Quit trying so hard. Seriously.
"...Unfortunately, it's beyond my current mediating skills. Have you found any particular books, articles, texts, outlooks, or strategies..."
If you're going this far, it's not going to work. You're the type of person that feels they've got to be friends with everyone and when you don't get along you have to do something to "fix" it. Anything you try from a book or strategy guide is just going to come across as forced and false and will probably piss off the other person even more.
Best advice: You're in a crappy working situation. If you're planning on making a career out of this job, try and get transferred to another department/building where there's a different manager. If that's not possible, you need to figure out how your boss's boss responds to complaints. If the boss's boss won't listen, or there's nobody that's higher up, find another job or just deal with it until you can leave.
I wrestled constantly with a surly woman in a previous job--she hated me, hated our department, and hated working with almost anybody.
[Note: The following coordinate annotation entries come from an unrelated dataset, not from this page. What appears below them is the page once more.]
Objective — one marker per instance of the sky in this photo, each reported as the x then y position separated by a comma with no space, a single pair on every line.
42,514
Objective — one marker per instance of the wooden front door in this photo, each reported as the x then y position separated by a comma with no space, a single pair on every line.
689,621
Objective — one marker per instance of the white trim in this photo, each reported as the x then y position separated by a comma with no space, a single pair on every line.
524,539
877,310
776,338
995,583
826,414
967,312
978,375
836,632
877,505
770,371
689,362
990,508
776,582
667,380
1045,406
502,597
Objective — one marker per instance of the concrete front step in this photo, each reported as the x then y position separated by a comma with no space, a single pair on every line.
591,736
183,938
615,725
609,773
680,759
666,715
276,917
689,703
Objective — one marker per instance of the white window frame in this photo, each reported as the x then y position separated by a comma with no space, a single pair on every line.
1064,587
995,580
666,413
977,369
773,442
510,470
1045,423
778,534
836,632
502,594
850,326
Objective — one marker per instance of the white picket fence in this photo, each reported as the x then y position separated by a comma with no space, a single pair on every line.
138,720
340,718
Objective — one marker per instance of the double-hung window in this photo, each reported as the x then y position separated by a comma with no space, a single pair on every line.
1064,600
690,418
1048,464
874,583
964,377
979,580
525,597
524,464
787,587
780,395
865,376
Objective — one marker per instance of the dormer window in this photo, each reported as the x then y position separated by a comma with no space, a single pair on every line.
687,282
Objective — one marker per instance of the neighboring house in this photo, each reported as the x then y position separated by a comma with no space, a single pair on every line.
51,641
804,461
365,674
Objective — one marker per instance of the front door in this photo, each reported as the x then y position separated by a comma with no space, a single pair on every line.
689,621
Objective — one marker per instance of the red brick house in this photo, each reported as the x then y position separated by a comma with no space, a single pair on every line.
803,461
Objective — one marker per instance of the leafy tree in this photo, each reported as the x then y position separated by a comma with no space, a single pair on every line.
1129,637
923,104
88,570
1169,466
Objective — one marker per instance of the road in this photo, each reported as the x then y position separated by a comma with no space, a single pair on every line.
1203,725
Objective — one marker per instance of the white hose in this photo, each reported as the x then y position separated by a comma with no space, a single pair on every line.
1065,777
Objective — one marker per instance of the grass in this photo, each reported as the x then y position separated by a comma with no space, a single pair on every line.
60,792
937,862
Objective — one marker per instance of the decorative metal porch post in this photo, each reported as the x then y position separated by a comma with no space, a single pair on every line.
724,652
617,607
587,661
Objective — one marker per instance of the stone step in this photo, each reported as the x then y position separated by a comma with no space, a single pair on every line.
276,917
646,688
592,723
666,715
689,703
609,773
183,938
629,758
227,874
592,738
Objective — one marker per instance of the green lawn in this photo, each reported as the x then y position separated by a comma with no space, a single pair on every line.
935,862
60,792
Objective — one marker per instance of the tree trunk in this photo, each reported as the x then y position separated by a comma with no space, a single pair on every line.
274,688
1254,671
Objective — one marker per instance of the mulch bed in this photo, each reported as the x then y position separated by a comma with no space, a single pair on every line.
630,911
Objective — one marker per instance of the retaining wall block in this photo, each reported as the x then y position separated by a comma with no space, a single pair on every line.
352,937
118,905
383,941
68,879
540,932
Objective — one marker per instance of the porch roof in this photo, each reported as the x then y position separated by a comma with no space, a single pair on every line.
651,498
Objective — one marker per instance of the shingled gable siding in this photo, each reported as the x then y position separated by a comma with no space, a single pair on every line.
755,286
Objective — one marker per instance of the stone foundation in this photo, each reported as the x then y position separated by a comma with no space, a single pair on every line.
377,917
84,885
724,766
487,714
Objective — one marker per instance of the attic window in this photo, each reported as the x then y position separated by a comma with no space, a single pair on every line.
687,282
I'm sitting in her cubicle as she rants about my department again and I notice she has some pictures of her dogs hanging on the walls. In a lull in the raving, I asked about the dogs and--like flipping a switch--she suddenly softened and then went on and on about them. It was the most boring conversation in the world, but afterwards, she cooperated with me much more and even praised my work after the project.
It's easy to get tangled in roles and forget people are human beings--however annoying ones sometimes. That one moment of talking about something she really cared about was just enough to make her realize we weren't gang members but human beings.
As weird as it sounds, try some diplomacy: learn about the person, ask some questions, feign (or, better yet, actually cultivate) interest...you'd be surprised how people suddenly turn around when their passions are revealed.